More than one way to skin a…
By By Otha Barham / outdoors editor
July 25, 2003
I don't know who coined the phrase "When in Rome do as the Romans do"but it applies quite interestingly to hunting. In my many work locations around the country, I encountered striking variations in hunting practices for some of our primary game animals.
When I left Mississippi for Texas in the early 1960s I was in for my first big surprise in the area of hunting tactics. I was fresh out of the Kemper County deer woods where my only shots at deer were when they were flying like leaves in a windstorm through thick timber and briars and leaping woodland obstacles like jumping jacks. Pursued by hounds that yodeled and chopped and roared and squealed so that your head fairly exploded with disconcerting delirium, the darting bucks were not targets for the faint of heart or poor shots. To bag one was a feat to be celebrated.
In Texas, I found the sport to be approached more matter-of-factly. A lot of Texas hunters, not all of course, looked upon opening day of deer season as a chance to collect their cherished venison for the year. I heard many say something like, " Well I got both my bucks on opening day and I'm through for the year." And this was said with pride the loss of what to me were exciting hunting days remaining in the season being of no consequence.
This "go to the market" hunter mainly existed in Central Texas and points west. The abundance of deer in this large expanse, the sparse cover, the tradition of hunting from vehicles because of rattlesnakes, prickly pear and grass burrs all perhaps affected the quality and challenge of deer hunting and may have contributed to the "get 'em and go home" approach.
In East Texas I found hunters and the landscape to be more like East Mississippi. Still, there was no mention of deer dogs in the club I joined. Everyone built stands (often just seats) in trees and waited for deer to happen by. I found myself the most dense thicket on the place and built a platform in a big oak tree.
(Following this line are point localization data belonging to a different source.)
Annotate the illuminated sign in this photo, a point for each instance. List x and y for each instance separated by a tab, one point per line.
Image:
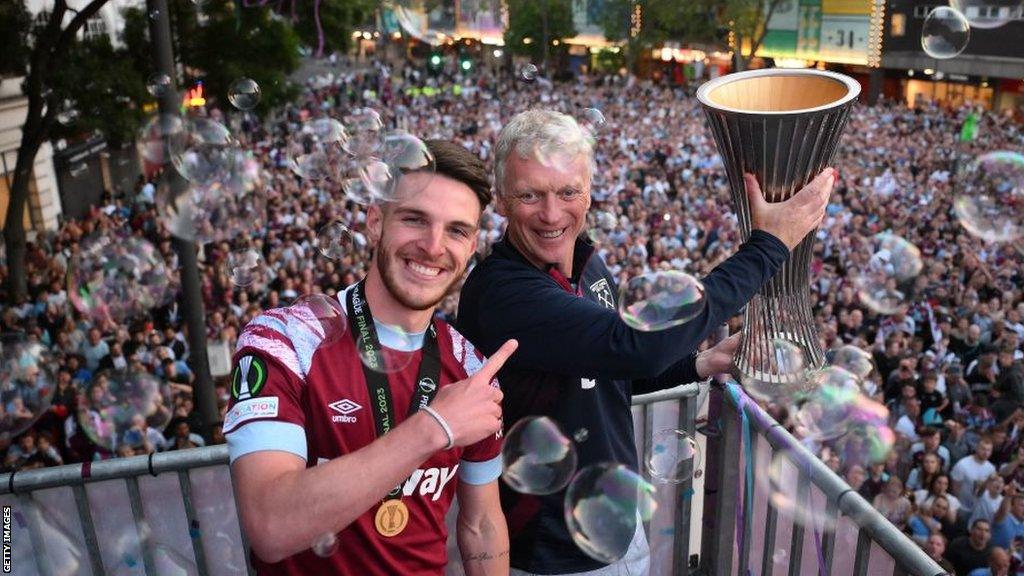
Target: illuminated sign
195	97
838	31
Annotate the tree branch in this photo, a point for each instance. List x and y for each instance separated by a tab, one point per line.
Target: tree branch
77	23
764	29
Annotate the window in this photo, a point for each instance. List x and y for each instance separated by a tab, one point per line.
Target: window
95	28
897	27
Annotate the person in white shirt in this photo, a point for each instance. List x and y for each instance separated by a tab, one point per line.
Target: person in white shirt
971	471
988	501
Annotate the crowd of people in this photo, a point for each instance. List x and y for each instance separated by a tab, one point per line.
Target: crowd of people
947	364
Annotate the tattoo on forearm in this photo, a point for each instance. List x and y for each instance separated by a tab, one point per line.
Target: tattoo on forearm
484	557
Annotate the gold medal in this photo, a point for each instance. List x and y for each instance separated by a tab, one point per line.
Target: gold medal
391	518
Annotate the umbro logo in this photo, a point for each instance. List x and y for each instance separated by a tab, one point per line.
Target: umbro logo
344	407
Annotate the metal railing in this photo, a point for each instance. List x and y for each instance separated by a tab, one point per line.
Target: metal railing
807	522
174	511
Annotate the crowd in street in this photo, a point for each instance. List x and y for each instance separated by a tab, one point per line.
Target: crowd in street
947	365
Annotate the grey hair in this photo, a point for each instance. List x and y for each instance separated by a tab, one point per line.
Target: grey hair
542	133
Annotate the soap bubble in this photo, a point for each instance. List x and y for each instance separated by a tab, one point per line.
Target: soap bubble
830	411
777	370
121	407
888	274
537	457
989	202
527	73
791	498
335	241
672	456
660	299
945	33
366	132
204	152
603	505
155	136
855	360
158	84
246	266
27	381
323	315
115	279
316	152
404	153
987	13
244	93
326	545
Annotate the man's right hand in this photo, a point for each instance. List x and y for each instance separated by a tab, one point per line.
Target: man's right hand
472	407
794	218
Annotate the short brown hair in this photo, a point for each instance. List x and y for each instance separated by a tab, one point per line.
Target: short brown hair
459	164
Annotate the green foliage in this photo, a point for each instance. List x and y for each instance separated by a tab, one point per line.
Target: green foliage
233	43
14	25
337	17
681	21
527	19
99	83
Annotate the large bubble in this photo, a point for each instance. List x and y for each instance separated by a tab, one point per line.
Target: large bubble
660	299
155	137
777	370
121	407
672	456
537	456
366	132
989	202
604	504
27	381
988	13
316	152
838	413
791	498
323	315
204	152
115	279
888	273
945	33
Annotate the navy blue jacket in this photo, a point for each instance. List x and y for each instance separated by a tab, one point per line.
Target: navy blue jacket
569	334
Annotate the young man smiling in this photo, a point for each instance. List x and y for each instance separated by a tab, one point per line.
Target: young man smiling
578	362
328	445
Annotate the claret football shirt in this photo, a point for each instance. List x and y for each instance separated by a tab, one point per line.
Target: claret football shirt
289	393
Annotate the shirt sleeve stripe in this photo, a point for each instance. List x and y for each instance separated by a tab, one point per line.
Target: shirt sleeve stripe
263	436
480	472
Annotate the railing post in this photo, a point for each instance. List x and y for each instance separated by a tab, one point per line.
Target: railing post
681	539
721	486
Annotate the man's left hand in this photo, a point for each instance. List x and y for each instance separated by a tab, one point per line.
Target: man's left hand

I could only see 30 or 40 yards, but I figured the bucks would shun the openings so I was content to wait in my thicket.
I was unprepared for what happened when the first buck wandered up to within 15 yards of my stand and stopped broadside. I had never shot a deer that wasn't streaking past me, much less one that was standing absolutely still! I had gotten pretty good at swinging my two and a half power Weaver scope ahead of a fleeing buck and shooting in front as I would a quail with a shotgun. But standing still? It seemed unfair to the deer. It was too easy!
Well, I lined up the crosshairs and closed my eyes, to give the beast a fair chance I suppose, and squeezed off. When I looked the buck was lying there quite dead. There was a letdown. No crashing through the woods following a blood trail; no wondering if you got him; no moment of discovery; nothing.
It took a while for me to get used to this "easy" deer hunting. These days with our green fields and shooting houses with chairs, it has become old hat. I worry that our shooting and hunting skills have suffered from the prosperity.
A reciprocal of this scenario occurred when I arrived in the mountain West and discovered that spring turkey seasons were just being instituted out there. I reckoned that game managers had heard from states to the east that gobblers could be harvested in the spring without harming populations. Rifles were allowed in most places because that is the firearm that had always been used to bag turkeys deer and elk rifles no less.
Hunters shot the unsuspecting birds, often at very long ranges, while they hunted mule deer. They liked the taste of the turkey's breast, parts of which sometimes remained after much of the bird was blown away with 180 grain 30-06 soft point bullets.
I drew permits in Wyoming, Colorado and New Mexico, having little competition for permits in the spring back then because spring wasn't when westerners hunted turkeys. I found a bonanza! Spring gobblers that had never been called to with an artificial caller fairly ran over me. I worked a bit as a part time guide for an outfitter and got a big tom for a high-paying customer on the first morning out.
Toms up close
Two hunting buddies agreed to try this new method of hunting turkeys with me, although I am sure they were apprehensive going afield with shotguns that limited them to 40 yards. The first guy heard a distant gobble that I didn't hear. We sat down and when the bird came in to my yelps, Lew moved too much while taking aim and I screeched harsh caution words in an audible whisper. But the naive gobbler didn't mind the commotion and my man bagged the bird easily.
The second fellow sat with me in sparse cover overlooking a huge, grassy mountaintop. A gobbler was sounding off a quarter mile away over a couple of low ridges. I scratched out some of the worst yelps I ever made and the bird started our way. His gobbles told us he was closing fast and soon he came into view walking rapidly toward us. When he passed below the nearest undulation I told Don to raise his shotgun. The tom popped into view and Don bagged his first gobbler with a shotgun.
When I left the West, these guys were making every spring season, enjoying their newfound sport. They even gave me a trophy engraved with kind words for introducing them to a sport that was old hat in the South. Nowadays thousands of western hunters hunt spring gobblers and many easterners go west to seek the mountain birds.
Often we do it differently in different country. And sometimes it pays big to try the other folks' way.